Is the eu investigation of x focused on users or the platform

1. Platform obligations under the Digital Services Act: enforcement against X, not users

The EU launched its first DSA probe into X in December 2023 and has framed investigations around platform-level duties — transparency of ads, access for researchers, verification practices and systemic risk management — leading to formal findings and fines aimed at the company itself rather than individual account-holders ^{[1] [2] [5]}. The Commission’s non-compliance decision and subsequent €120m fine explicitly cite deceptive blue ticks, opaque ad repositories and blocked researcher access as failures of the service provider to meet DSA requirements, which are obligations imposed on platforms as actors, not on ordinary users ^{[2] [5] [6]}.

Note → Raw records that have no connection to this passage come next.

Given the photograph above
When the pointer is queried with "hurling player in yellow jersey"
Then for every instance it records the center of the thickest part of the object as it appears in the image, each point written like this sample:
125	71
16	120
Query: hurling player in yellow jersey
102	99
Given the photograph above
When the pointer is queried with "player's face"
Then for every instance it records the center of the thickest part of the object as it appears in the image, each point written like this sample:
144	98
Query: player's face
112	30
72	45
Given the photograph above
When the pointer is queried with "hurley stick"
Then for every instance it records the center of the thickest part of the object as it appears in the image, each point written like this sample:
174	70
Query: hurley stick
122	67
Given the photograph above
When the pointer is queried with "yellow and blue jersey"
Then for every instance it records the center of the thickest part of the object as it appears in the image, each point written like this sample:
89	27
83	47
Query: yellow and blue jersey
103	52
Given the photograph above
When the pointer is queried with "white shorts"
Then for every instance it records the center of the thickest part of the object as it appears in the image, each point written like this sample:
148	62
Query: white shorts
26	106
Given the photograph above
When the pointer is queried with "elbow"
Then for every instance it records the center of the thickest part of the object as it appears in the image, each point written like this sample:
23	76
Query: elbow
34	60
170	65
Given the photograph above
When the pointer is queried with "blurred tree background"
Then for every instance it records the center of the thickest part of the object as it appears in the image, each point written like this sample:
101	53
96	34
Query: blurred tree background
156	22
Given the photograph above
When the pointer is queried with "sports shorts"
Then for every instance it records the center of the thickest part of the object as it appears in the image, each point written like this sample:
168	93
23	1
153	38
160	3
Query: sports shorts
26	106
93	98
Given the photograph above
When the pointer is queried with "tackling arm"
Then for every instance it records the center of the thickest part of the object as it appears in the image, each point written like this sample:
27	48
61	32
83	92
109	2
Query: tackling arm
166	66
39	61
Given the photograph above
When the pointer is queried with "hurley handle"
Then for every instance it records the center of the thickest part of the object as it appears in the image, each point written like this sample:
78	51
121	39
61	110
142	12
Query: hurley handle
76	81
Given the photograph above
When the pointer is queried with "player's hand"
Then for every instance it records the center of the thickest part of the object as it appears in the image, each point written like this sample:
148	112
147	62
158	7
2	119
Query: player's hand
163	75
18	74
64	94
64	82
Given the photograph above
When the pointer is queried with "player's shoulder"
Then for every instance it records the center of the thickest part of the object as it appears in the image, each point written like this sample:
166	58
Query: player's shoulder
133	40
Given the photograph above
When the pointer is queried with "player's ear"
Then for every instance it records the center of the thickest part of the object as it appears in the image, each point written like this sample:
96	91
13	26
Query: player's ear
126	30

2. Content and user-harm issues are framed as systemic platform failures

When the EU raises alarms about illegal or harmful content — from posts after Hamas’ attacks to sexualized deepfakes created with X’s Grok AI — its concern is whether X’s systems, policies, and remediation processes adequately prevent or respond to those harms, a regulatory lens that treats user-generated content as evidence of platform-level compliance gaps ^{[1] [4] [7]}. The Commission’s inquiries have requested internal documents, inspections and fixes for tools such as Grok because the risk is that the platform’s features enable or fail to stop widespread illegal content, not to sanction individual posters via EU action ^{[3] [4]}.

3. Data-driven advertising complaints straddle user targeting and platform practice

Civil society complaints lodged in 2025 allege X enabled targeted advertising using sensitive categories inferred from users’ behaviour — a claim that targets platform ad delivery systems and auditing/reporting failures rather than individual advertisers or users’ private choices ^{[8] [9]}. EU regulators were urged to investigate whether X’s ad systems violate the DSA and GDPR by enabling exclusionary or sensitive-data-based targeting, and the evidence cited by groups like AI Forensics centers on what the platform allowed advertisers to do and how it disclosed (or hid) that data, underscoring a platform-centric enforcement approach ^{[8] [9]}.

4. Political pushback highlights perceptions that the probe targets speech, but evidence points to technical and transparency rules

High-profile critics in the U.S. and some Italian politicians have framed EU action as an attack on free speech or U.S. companies, but EU officials and multiple analyses stress that the enforcement relates to technical compliance, transparency and consumer protection obligations under the DSA — for example, the ‘deceptive’ verification system and ad transparency failures cited in rulings ^{[1] [10] [6]}. Observers such as TechPolicy.Press argue the EU’s fines are about enforcing “boring” operational rules rather than dictating what users may say, though political narratives claiming censorship remain prominent and politically motivated ^{[10] [11]}.

5. Bottom line: the EU targets the platform’s systems and governance; user conduct is implicated only insofar as it reveals systemic failures

Across Commission actions, industry reporting and civil society complaints, the pattern is consistent: the EU investigates X for how its policies, algorithms, verification and ad systems create risks or fail transparency tests — remedies and fines are directed at the company and its compliance measures, while content- or user-level harms are the triggers that reveal platform-wide shortcomings ^{[5] [2] [3]}. Where national prosecutors or communications regulators step in over criminal content or child safety, those are parallel actions addressing illegal user posts, but the Commission’s DSA enforcement remains squarely focused on the platform duties and governance model ^{[7] [4]}.